The Next Big Thing(s)
Judging this year’s Tech of the Future category in the Global Mobile awards, I was struck by the range of entries. They addressed many different market spaces, with different combinations of technology, and came from companies and collaborations of different sizes and shapes. While tech as an industry may still have its issues with diversity in hiring, its outputs are incredibly diverse.This should perhaps not surprise us. The connected computing revolution has stripped much of the friction from innovation, equipping more people than ever with the tools and the knowledge to create. It has brought global organisations closer together, reducing the friction of communication and increasingly demolishing the remaining barriers, like language.
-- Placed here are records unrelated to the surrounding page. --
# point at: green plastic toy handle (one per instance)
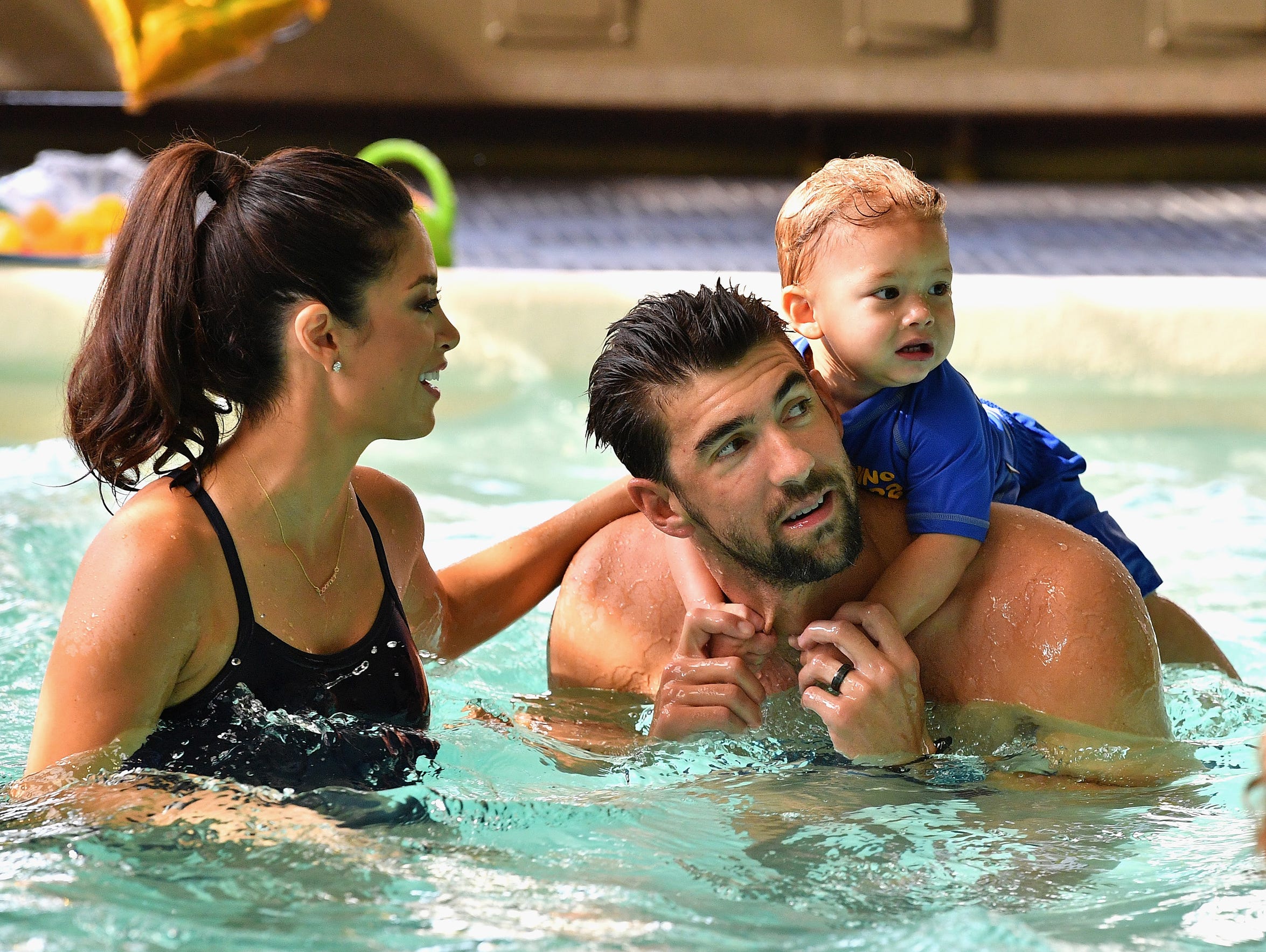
(439, 221)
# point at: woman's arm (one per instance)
(486, 592)
(133, 620)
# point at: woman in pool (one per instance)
(258, 614)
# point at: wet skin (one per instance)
(1042, 617)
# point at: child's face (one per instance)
(880, 301)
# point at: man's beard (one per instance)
(780, 564)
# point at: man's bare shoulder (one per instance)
(617, 613)
(1046, 617)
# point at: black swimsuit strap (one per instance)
(190, 480)
(382, 555)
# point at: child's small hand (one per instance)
(736, 631)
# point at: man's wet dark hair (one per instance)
(663, 342)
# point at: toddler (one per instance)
(865, 263)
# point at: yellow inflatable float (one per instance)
(162, 45)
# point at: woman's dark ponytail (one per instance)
(187, 323)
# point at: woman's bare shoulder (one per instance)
(149, 579)
(160, 524)
(394, 508)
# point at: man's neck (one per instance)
(785, 609)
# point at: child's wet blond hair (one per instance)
(854, 191)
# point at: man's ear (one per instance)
(656, 502)
(823, 392)
(799, 310)
(316, 333)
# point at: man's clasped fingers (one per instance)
(736, 623)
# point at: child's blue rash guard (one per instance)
(950, 455)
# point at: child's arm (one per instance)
(700, 593)
(922, 578)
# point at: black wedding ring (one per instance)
(840, 676)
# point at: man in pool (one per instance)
(733, 446)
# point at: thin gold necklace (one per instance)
(347, 508)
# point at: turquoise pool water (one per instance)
(747, 844)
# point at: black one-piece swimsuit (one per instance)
(287, 718)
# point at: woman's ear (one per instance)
(799, 310)
(656, 503)
(316, 333)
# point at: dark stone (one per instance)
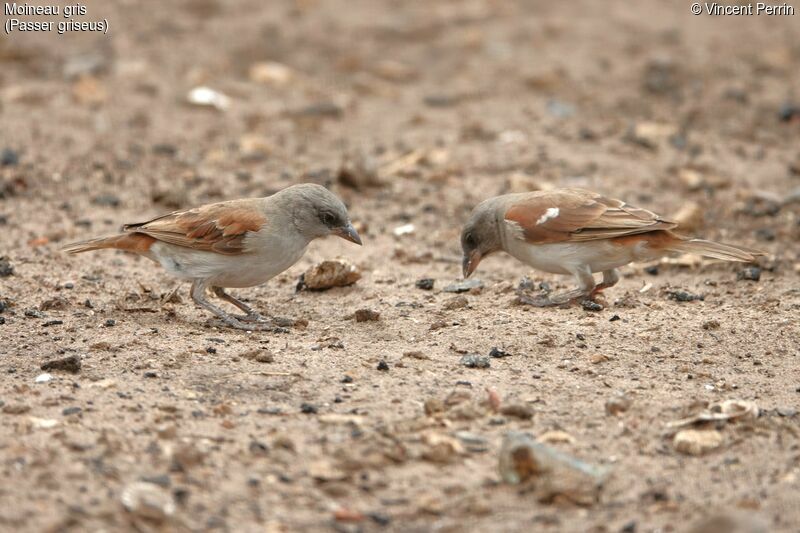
(473, 360)
(765, 234)
(441, 100)
(652, 270)
(367, 315)
(258, 448)
(6, 268)
(320, 110)
(9, 158)
(106, 200)
(788, 111)
(380, 518)
(749, 273)
(464, 286)
(498, 353)
(590, 305)
(309, 409)
(426, 284)
(162, 480)
(683, 296)
(165, 149)
(71, 364)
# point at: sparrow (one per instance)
(234, 244)
(577, 232)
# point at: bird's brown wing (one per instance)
(220, 227)
(576, 215)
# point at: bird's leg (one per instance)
(610, 278)
(250, 314)
(586, 286)
(198, 293)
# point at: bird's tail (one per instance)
(716, 250)
(130, 242)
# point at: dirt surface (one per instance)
(444, 104)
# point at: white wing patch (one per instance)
(552, 212)
(515, 229)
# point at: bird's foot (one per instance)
(251, 317)
(256, 318)
(585, 298)
(251, 325)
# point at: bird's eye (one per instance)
(328, 219)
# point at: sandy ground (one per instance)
(447, 103)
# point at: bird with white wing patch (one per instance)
(577, 232)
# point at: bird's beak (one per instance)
(471, 263)
(348, 233)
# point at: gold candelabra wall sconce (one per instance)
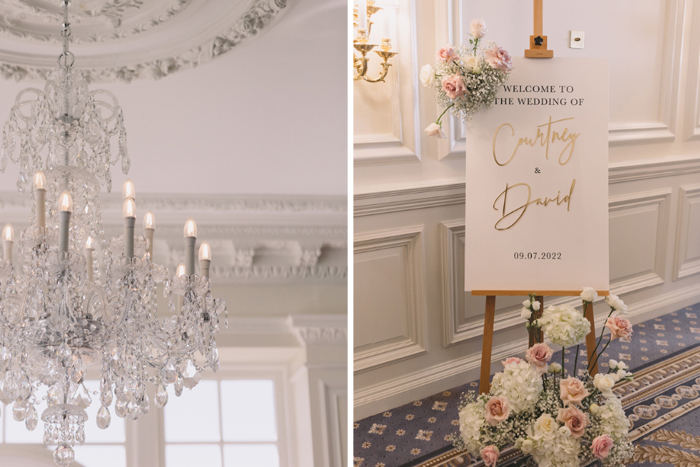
(362, 21)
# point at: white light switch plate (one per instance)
(576, 39)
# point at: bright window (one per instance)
(226, 423)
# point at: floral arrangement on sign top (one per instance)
(554, 419)
(467, 77)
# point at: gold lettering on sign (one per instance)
(523, 194)
(544, 139)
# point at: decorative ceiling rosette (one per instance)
(121, 40)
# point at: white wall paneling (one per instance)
(687, 256)
(692, 110)
(644, 217)
(390, 311)
(389, 127)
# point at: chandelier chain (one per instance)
(66, 59)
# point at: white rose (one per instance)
(435, 130)
(427, 75)
(604, 384)
(589, 294)
(615, 302)
(478, 28)
(525, 313)
(545, 424)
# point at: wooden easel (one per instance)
(489, 315)
(538, 41)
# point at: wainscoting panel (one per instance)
(687, 257)
(389, 313)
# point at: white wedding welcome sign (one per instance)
(537, 181)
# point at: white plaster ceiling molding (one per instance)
(121, 40)
(254, 239)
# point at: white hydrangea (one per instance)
(519, 383)
(564, 325)
(471, 418)
(612, 419)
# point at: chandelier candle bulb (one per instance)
(8, 238)
(190, 241)
(129, 212)
(65, 205)
(128, 190)
(204, 259)
(149, 228)
(40, 198)
(89, 248)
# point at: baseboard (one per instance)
(423, 383)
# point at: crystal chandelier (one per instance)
(59, 313)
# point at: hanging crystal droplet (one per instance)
(120, 408)
(63, 455)
(106, 397)
(82, 398)
(169, 372)
(178, 386)
(103, 418)
(32, 419)
(190, 377)
(161, 397)
(19, 412)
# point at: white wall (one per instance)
(416, 331)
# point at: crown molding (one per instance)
(122, 40)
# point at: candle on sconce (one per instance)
(65, 206)
(204, 259)
(362, 15)
(8, 239)
(179, 272)
(190, 240)
(129, 213)
(40, 198)
(149, 228)
(89, 248)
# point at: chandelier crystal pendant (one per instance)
(60, 315)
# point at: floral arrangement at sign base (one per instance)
(553, 418)
(467, 77)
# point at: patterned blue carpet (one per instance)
(415, 432)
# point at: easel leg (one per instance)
(590, 338)
(489, 315)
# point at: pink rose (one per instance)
(539, 355)
(496, 410)
(619, 327)
(510, 360)
(572, 390)
(601, 446)
(574, 419)
(478, 28)
(447, 54)
(490, 455)
(453, 86)
(499, 58)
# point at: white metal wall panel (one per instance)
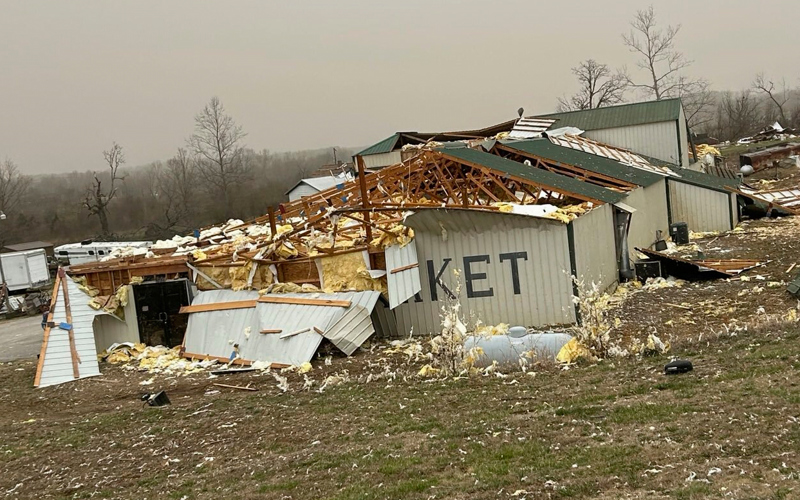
(684, 139)
(659, 140)
(57, 365)
(300, 191)
(735, 209)
(543, 291)
(15, 270)
(702, 209)
(37, 267)
(404, 284)
(595, 247)
(109, 329)
(383, 159)
(651, 214)
(215, 332)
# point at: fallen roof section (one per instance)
(623, 115)
(613, 153)
(564, 185)
(287, 331)
(707, 181)
(697, 270)
(565, 157)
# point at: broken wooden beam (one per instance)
(218, 306)
(271, 299)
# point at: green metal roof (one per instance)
(624, 115)
(704, 180)
(543, 148)
(559, 183)
(384, 146)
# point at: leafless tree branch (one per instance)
(598, 87)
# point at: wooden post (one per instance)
(53, 300)
(272, 227)
(72, 349)
(362, 181)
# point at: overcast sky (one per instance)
(77, 75)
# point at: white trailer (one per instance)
(81, 253)
(24, 270)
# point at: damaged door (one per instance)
(622, 225)
(157, 306)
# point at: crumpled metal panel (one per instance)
(528, 128)
(404, 284)
(215, 332)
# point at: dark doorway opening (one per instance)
(157, 306)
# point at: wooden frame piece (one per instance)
(218, 306)
(275, 299)
(40, 362)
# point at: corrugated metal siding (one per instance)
(57, 365)
(545, 290)
(351, 330)
(651, 214)
(215, 332)
(702, 209)
(404, 284)
(384, 320)
(37, 267)
(382, 159)
(659, 140)
(734, 209)
(595, 247)
(684, 139)
(300, 191)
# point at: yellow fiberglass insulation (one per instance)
(397, 234)
(349, 272)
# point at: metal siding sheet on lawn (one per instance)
(404, 284)
(702, 209)
(595, 247)
(57, 364)
(215, 332)
(544, 284)
(351, 330)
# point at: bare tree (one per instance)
(13, 186)
(737, 115)
(97, 199)
(217, 143)
(598, 87)
(698, 100)
(779, 97)
(177, 179)
(655, 48)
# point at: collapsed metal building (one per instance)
(508, 224)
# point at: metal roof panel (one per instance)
(559, 183)
(624, 115)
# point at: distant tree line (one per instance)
(661, 73)
(212, 177)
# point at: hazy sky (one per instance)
(77, 75)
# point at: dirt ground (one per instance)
(701, 308)
(611, 429)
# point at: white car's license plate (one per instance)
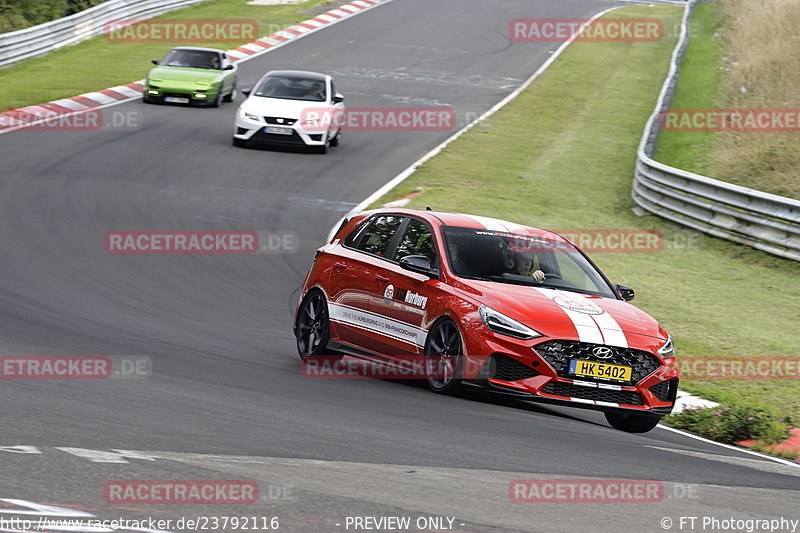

A shared platform of connected computers has allowed more people to innovate, and to find an audience for those innovations in an enormous network of niches.Given this breadth of innovation and the increasingly fractured nature of the audience, I have to wonder if we should be looking for a single ‘next big thing’.
What’s next?
This is a question that is asked frequently in the mobile industry, in one form or another. It takes the form of questions like: “What is 5G for?”, and “What will replace the smartphone?” Perhaps we should stop looking for a single answer to these questions and think much more in terms of answers, plural.The whole point of 5G for me is that it can support a diverse range of applications with a level of ubiquitous connectivity we have only been able to dream of until now. If I still have to think about whether or not I am connected in five years’ time, then it will have been a spectacular failure. I should only have to think about the applications, and more specifically, my chosen blend of applications, unique to me. Some will be more popular than others, and hungrier for bandwidth or low latency. But with the rapidly growing array of connected devices, perhaps the biggest category in any analysis of traffic in the future will be ‘other’, an enormous group of individually small but collectively very large bandwidth consumers.
Beyond the smartphone
Perhaps the devices running those applications will be equally diverse? I am compelled by the vision for the future of mixed reality, and the replacement of handsets with headsets. But it is unlikely this will suit everyone. Processors, baseband units, cameras and batteries can be assembled into a huge variety of form factors. As design and manufacturing capabilities continue to advance, the size of a profitable market for individual devices is likely to shrink further. There will likely be a device for every niche, well beyond the current diversity of handset designs. And that’s before we get into the incredible range of M2M (machine to machine) or IoT (internet of things) devices that we already see appearing.In summary, perhaps we should be less concerned about what is ‘the next big thing’. Instead we should focus on the things, plural. On continuing to enhance the environment for innovation and experimentation. On putting the tools of creativity into the hands of those that understand their niches and can build great things that they will love.